Volberding is less sanguine about a breakthrough any time soon. “I think the idea of using drugs that selectively activate the reservoir has not gotten very far,” he said, adding that one problem is the lack of agreement on a reservoir size assay. “If we could have a consensus on how...you measure the reservoir [and] which test is the best, then we can measure whether it’s having an effect.”
In fact, an overarching goal in the scientific community right now is to focus the research on HIV and create a unified vision, according to Carl Dieffenbach, PhD, director of the Division of AIDS at the National Institute of Allergy and Infectious Diseases. He agreed that the latent reservoir of HIV cells is an area of great interest that continues to drive studies around the globe, and added that monoclonal antibodies have shown great promise in monkey trials and remain the focus of much discussion among scientists.
“Ongoing clinical studies have to continue because we’ve enrolled people,” Dieffenbach told Contagion®, adding, as of late May, labs were beginning to reopen. “Companies have continued to work on producing monoclonal antibodies for use in treatment and prevention.” Rather than a complete cessation of work on HIV due to COVID-19, he’s seen a temporary slowdown.
“I think we’ve gone to simmer,” he said. “Everything is on the stovetop; everything is being heated and stirred for when it’s ready.”
Dieffenbach envisions a future HIV cure that is not the result of a single breakthrough but a continuum of discoveries. “Going forward, we will have a range of options,” he said. “We should have a vaccine, we should have injectables or implantables.” PrEP will continue to play a role also: “It’s not just about eliminating the virus from the individual, but leaving behind a legacy of protection.”

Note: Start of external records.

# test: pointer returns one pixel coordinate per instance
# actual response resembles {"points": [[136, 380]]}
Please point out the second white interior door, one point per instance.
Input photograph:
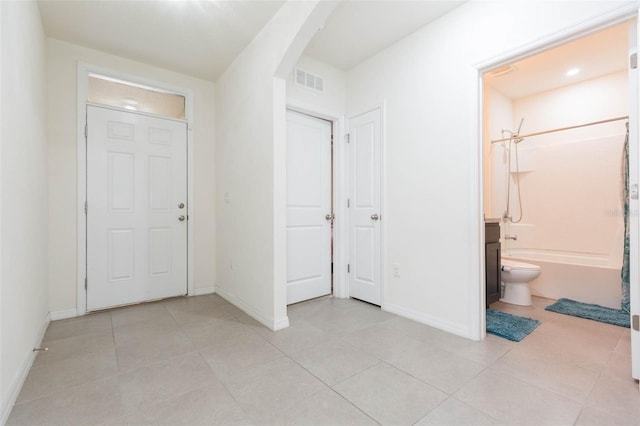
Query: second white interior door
{"points": [[308, 207]]}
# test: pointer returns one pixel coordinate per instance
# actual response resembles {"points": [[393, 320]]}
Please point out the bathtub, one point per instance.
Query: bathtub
{"points": [[585, 278]]}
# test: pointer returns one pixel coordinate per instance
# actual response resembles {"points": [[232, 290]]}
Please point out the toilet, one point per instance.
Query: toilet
{"points": [[515, 277]]}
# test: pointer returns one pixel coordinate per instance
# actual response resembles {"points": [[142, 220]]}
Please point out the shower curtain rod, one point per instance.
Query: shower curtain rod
{"points": [[626, 117]]}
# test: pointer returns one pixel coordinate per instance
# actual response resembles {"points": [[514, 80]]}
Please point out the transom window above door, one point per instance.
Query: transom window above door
{"points": [[117, 93]]}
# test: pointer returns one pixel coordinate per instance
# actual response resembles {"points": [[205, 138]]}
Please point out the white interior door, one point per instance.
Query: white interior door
{"points": [[634, 225], [136, 207], [308, 207], [365, 169]]}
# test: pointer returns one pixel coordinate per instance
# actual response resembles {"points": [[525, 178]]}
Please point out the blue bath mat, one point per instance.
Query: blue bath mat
{"points": [[509, 326], [589, 311]]}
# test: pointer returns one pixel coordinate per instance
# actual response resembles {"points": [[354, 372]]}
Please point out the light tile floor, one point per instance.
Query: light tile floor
{"points": [[201, 361]]}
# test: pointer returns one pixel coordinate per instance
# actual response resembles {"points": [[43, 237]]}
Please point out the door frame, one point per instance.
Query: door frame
{"points": [[477, 326], [339, 153], [83, 71]]}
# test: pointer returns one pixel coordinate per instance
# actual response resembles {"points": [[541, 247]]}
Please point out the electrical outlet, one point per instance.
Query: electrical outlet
{"points": [[395, 269]]}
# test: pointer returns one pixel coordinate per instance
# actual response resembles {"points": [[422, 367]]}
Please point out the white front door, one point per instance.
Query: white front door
{"points": [[136, 207], [308, 207], [365, 186]]}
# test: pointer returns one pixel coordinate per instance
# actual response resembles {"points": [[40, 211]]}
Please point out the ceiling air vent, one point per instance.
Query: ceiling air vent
{"points": [[309, 81]]}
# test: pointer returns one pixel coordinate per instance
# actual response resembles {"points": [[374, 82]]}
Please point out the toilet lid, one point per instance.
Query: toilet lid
{"points": [[519, 265]]}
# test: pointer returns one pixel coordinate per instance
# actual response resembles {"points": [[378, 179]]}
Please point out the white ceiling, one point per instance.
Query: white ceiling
{"points": [[195, 37], [202, 37], [358, 29], [595, 55]]}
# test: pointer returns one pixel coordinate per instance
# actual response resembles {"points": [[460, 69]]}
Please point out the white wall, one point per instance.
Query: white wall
{"points": [[571, 186], [332, 100], [62, 62], [429, 81], [251, 163], [23, 278]]}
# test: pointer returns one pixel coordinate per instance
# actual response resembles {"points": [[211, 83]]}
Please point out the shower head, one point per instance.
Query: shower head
{"points": [[520, 126]]}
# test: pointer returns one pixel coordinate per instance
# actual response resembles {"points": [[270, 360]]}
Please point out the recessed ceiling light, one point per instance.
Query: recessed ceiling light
{"points": [[573, 71]]}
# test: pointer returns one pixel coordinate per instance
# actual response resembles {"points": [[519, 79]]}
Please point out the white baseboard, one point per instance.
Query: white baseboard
{"points": [[281, 323], [18, 382], [449, 327], [199, 291], [269, 322], [64, 314]]}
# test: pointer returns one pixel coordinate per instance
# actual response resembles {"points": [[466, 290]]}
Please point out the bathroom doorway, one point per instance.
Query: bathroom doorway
{"points": [[554, 134]]}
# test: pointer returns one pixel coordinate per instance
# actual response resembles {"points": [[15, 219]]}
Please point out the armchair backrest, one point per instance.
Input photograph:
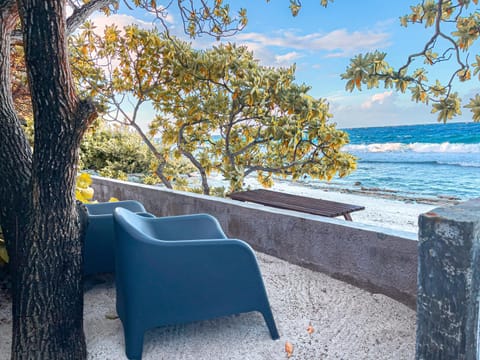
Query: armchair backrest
{"points": [[108, 207]]}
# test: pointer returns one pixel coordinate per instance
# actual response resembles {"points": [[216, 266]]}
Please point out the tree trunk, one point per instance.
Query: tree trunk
{"points": [[37, 203]]}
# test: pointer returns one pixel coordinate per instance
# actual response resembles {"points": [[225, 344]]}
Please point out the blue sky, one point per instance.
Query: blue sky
{"points": [[321, 41]]}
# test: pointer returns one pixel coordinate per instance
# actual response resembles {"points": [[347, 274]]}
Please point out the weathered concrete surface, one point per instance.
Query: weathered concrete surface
{"points": [[347, 322], [448, 282], [376, 259]]}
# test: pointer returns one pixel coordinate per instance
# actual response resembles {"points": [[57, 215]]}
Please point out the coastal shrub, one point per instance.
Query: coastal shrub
{"points": [[219, 109], [114, 151]]}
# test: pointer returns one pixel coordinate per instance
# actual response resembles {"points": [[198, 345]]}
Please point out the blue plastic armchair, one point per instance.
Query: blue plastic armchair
{"points": [[99, 242], [181, 269]]}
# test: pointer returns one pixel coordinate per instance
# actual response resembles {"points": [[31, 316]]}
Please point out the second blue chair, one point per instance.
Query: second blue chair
{"points": [[99, 243], [181, 269]]}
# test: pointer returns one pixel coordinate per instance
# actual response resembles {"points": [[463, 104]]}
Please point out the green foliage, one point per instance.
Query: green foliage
{"points": [[3, 250], [114, 152], [219, 109], [445, 45]]}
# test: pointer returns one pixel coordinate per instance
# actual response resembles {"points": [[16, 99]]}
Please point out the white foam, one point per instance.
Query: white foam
{"points": [[445, 147]]}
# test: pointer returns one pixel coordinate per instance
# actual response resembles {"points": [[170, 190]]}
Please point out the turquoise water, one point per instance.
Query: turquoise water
{"points": [[429, 161]]}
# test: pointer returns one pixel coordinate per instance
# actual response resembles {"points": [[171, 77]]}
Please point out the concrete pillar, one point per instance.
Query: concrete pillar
{"points": [[448, 283]]}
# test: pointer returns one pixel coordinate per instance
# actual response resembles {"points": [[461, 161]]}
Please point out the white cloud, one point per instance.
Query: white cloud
{"points": [[287, 59], [376, 98], [337, 43], [121, 20]]}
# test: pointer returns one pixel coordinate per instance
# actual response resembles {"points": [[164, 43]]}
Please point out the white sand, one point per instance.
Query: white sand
{"points": [[392, 214], [349, 323]]}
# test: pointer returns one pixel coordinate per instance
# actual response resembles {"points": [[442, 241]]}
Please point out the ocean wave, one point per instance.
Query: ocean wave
{"points": [[445, 147], [426, 162]]}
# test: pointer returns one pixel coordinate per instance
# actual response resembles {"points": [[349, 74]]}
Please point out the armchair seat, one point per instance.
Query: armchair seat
{"points": [[181, 269]]}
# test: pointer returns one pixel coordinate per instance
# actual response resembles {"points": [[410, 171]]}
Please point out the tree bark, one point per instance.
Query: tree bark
{"points": [[38, 210]]}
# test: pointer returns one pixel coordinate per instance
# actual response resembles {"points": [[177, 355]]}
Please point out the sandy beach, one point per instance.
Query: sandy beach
{"points": [[348, 323]]}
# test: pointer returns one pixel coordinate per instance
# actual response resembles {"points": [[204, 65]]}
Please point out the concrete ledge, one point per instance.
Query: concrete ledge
{"points": [[376, 259]]}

Asked whether the intense research currently being conducted on COVID-19 could influence HIV studies and vice versa, all of the investigators expressed hope. Although there is no cure for HIV, Whitney pointed to the work that’s continued and grown in the last 30 years, noting the knowledge gleaned about virology and immunology over the decades would inevitably spill over into COVID-19 research as well.
The technology used today in scientific research is more sophisticated, Volberding agreed, and discoveries made about COVID-19 and HIV could be mutually beneficial. “The temptation is to speculate that the 2 fields are going to speak directly to each other,” he said. “They might.”
Acknowledging the urgency of finding treatments that work on COVID-19, Dieffenbach was optimistic about the contributions of HIV researchers in battling this global threat.
“Because of our skills and because of the reach of our networks, we have a lot to offer,” he said. But he also stressed that HIV research must continue, with the top minds in the field regularly exchanging ideas and meeting (virtually for now). “We actually need to remind people that science goes forward,” he said. “We cannot lose sight of the fact that we still have an HIV epidemic.”